- Origin: Raleigh, North Carolina, United States
- Genres: Garage rock
- Years active: 1998 - present
- Labels: Estrus Records Flapping Jet Bifocal Media
- Members: Jamie Williams Brian Quast Nick Whitley Charles Story
- Past members: Cheetie Kumar Paul Siler

= The Cherry Valence =

American garage rock band

The Cherry Valence is an American garage rock band from Raleigh, North Carolina. The group's sound is indebted to 1970s hard rock, and the group has the unusual distinction of two members who switch off on lead vocals and drums. They formed in 1998 and toured relentlessly across the US, releasing their first recording (a 7") in 1999. Two LPs for Estrus Records followed before bassist Siler and guitarist Kumar left the group to form Birds of Avalon in 2004. Adding new members to the group, they released a third full length on Bifocal Media in mid-2005.

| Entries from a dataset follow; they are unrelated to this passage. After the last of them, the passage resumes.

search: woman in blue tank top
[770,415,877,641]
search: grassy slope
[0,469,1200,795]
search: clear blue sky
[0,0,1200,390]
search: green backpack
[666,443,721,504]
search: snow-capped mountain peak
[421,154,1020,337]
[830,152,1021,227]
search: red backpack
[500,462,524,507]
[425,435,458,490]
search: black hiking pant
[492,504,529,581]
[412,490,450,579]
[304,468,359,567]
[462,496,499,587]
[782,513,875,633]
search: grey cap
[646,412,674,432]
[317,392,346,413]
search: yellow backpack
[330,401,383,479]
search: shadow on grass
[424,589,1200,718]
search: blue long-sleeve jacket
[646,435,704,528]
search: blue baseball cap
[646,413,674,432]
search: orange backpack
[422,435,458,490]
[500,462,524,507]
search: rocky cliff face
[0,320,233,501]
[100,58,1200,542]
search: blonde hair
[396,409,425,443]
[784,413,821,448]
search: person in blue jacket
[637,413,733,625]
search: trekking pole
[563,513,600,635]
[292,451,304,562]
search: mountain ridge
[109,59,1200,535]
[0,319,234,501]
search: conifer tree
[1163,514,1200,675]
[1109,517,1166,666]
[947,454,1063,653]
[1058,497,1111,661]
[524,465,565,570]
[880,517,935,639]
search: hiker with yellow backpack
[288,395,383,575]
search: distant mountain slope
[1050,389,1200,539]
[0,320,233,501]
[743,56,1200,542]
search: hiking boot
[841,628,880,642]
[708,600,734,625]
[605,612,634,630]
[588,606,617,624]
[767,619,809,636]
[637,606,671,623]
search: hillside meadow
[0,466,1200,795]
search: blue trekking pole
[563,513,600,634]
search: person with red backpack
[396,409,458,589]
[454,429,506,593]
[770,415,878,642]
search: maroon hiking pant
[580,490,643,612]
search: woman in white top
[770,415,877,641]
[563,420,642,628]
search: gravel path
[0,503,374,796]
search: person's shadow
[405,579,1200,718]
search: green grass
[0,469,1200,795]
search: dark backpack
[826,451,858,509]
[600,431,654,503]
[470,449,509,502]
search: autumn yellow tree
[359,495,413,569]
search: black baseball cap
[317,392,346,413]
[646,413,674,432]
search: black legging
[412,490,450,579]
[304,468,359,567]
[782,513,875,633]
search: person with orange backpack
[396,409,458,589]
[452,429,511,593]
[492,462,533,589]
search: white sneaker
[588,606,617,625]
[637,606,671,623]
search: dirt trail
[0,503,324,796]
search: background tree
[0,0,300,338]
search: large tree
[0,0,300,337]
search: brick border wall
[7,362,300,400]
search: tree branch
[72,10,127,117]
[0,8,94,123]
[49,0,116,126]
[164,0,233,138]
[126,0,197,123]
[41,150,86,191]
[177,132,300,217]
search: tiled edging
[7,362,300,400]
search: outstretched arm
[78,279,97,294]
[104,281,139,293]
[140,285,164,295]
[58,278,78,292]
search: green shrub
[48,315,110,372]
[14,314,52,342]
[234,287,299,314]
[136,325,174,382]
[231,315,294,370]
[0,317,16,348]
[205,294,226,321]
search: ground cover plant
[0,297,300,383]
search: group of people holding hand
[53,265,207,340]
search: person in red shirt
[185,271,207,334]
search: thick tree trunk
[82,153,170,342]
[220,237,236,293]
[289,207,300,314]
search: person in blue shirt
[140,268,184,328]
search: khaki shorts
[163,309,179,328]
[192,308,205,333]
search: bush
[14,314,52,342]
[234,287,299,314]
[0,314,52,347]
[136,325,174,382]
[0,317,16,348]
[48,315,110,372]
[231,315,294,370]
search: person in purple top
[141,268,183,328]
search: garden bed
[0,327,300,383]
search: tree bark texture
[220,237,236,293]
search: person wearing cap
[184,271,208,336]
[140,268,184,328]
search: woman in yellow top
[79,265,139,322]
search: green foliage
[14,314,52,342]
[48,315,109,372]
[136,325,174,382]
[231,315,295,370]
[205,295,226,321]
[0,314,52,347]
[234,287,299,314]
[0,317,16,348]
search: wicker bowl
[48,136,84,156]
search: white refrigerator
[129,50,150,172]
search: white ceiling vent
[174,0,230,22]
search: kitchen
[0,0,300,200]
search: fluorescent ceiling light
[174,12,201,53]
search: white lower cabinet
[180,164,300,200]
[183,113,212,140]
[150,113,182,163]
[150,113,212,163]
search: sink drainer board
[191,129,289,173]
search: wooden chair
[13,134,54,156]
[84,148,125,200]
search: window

Cherry Valence is a reference to the character from The Outsiders (novel), a 1967 novel by S. E. Hinton, subsequently made into the 1983 film of the same name.

==Members==
- Current members
- Jamie Williams - guitar
- Brian Quast - drums, vocals, keyboards
- Nick Whitley - drums, vocals
- Charles Story - bass

- Former members
- Cheetie Kumar - guitar
- Paul Siler - bass

==Discography==
- The Cherry Valence (Estrus Records, 2001)
- Riffin (Estrus, 2002)
- Revival EP (Flapping Jet, 2002)
- TCV3 (Bifocal Media, 2005)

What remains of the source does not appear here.